Leverage the "J" in JRuby for Powerful Concurrency
I was working on a project that required some heavy-weight processing of links to determine if they were valid based on a variety of criteria. Since the standard Ruby interpreter was running each process sequentially the naive approach was taking a prohibitively long time. Fortunately this was a simple pure Ruby problem and each record was processed independently of each other this was a good opportunity to use JRuby and it’s Java interoperability to get some real concurrency power.
Using the ruby-concurrent library and JRuby Interop I first load in the Java
Futures libraries.
java_import java.util.concurrent.Callable
java_import java.util.concurrent.Executors
java_import java.util.concurrent.FutureTask
java_import java.util.concurrent.LinkedBlockingQueue
java_import java.util.concurrent.ThreadPoolExecutor
java_import java.util.concurrent.TimeUnit
Since the goal is to squeeze as many executions as possible I set the pool size to saturate all available cores.
POOL_SIZE = java.lang.Runtime.getRuntime.availableProcessors * 8
The application reads in a CSV and writes each row into a threadsafe array for later processing. Since the input itself wasn’t the bottleneck sequentially reading in the file had little impact on the execution time.
class App
def initialize(file_to_process)
@queue = ThreadSafe::Array.new
CSV.foreach(file_to_process, 'r') do |row|
@queue.push(row)
end
end
App.work sets up the futures creation and execution. I looped over the queue
of rows and create a new Worker (defined below) and hand that off to the Java
Future in preparation for execution. Again, the list of tasks in the queue
wasn’t the bottle next so enumerating over the queue was not a significant
impact on the execution performance.
def work
tasks = ThreadSafe::Array.new
executor = ThreadPoolExecutor.new(POOL_SIZE, POOL_SIZE, 60, TimeUnit::SECONDS, LinkedBlockingQueue.new)
while @queue.size > 0
row = @queue.pop
email = row.shift
task = FutureTask.new(Worker.new(email, row))
executor.execute(task)
tasks.push(task)
end
As each future completes it’s work the tasks array enumerates the results of
the worker execution. In this case I’m just writing the output to STDOUT.
tasks.each do |t|
result = t.get
if result[:status] == :passed
$stdout.puts([result[:email], result[:data]].flatten.to_csv)
else
$stderr.puts([result[:input], result[:data], result[:reason]].flatten.to_csv)
end
end
executor.shutdown
end
Worker implements the actual reason for the script. We include Java’s
Callable module so we can work with the FutureTask defined above.
class Worker
include java.util.concurrent.Callable
This code is less important but represents some of the work being done. It was a
rough experiment and the data was a mess. The scrub_input was kind of a work
in progress.
attr_reader :input
attr_reader :data
def initialize(email, data)
@input = email
@data = data
end
def scrub_input
@input
.sub(/^(%20|%3c|%22)+/, '')
.sub(/^(\\)+/, '')
.sub(/(%20|%3c|%22)+$/, '')
.sub(/^[-.]+/, '')
.sub(/^#+/, '')
end
Since the rules were being implemented in a plugin style I had a little fun with the naming. I’ll leave the references up to you.
def call
email = scrub_input
inspector = Schrute::BeetInspector.new(email, [
Schrute::Beets::TldBeet,
Schrute::Beets::DomainBeet,
Schrute::Beets::LocalpartBeet,
Schrute::Beets::SuppressionListBeet,
Schrute::Beets::KeywordBeet,
Schrute::Beets::TelnetBeet
]).call
Here I take the result of the input inspector and format it so it can be returned and handled by the executor.

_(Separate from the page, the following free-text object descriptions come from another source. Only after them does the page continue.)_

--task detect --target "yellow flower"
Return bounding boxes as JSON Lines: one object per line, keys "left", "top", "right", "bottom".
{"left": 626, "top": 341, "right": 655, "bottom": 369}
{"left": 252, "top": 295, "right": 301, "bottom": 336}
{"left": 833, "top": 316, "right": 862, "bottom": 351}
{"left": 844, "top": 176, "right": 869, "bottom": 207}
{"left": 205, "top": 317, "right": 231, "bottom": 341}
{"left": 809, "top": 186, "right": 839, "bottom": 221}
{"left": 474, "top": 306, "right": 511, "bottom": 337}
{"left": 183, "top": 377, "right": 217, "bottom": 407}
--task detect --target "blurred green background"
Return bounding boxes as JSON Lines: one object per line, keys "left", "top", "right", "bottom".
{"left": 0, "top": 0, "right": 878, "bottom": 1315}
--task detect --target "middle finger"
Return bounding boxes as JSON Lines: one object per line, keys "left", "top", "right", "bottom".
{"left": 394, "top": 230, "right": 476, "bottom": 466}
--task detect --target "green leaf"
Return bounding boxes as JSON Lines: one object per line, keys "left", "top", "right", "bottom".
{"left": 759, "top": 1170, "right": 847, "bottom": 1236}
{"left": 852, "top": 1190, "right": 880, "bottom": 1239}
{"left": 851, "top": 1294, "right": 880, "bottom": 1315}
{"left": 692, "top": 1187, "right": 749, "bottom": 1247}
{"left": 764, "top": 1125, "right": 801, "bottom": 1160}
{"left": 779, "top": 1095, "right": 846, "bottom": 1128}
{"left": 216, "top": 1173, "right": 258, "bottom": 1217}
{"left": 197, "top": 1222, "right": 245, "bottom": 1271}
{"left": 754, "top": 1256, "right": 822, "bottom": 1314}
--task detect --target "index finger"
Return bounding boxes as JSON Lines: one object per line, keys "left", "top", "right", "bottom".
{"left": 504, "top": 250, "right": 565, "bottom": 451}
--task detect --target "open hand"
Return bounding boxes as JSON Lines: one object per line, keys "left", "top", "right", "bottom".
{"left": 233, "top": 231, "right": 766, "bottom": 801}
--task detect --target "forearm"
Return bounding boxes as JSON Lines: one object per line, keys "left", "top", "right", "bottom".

status = inspector.passed? ? :passed : :failed
{
status: status,
email: email,
input: input,
data: data,
reason: inspector.result[:evaluation].last.reasons
}
end
end
end
Since the code was implemented in a single script file the execution is defined at the bottom.
file_to_process = ARGV[0]
fail "Usage: process <file_to_process.csv>" unless file_to_process
App.new(file_to_process).work
The original gist is up
on GitHub. In the end using this technique reduced a multiple hour process into
a few minutes. There was some tweaking for handling particularly slow Beets
but those were separate issues entirely.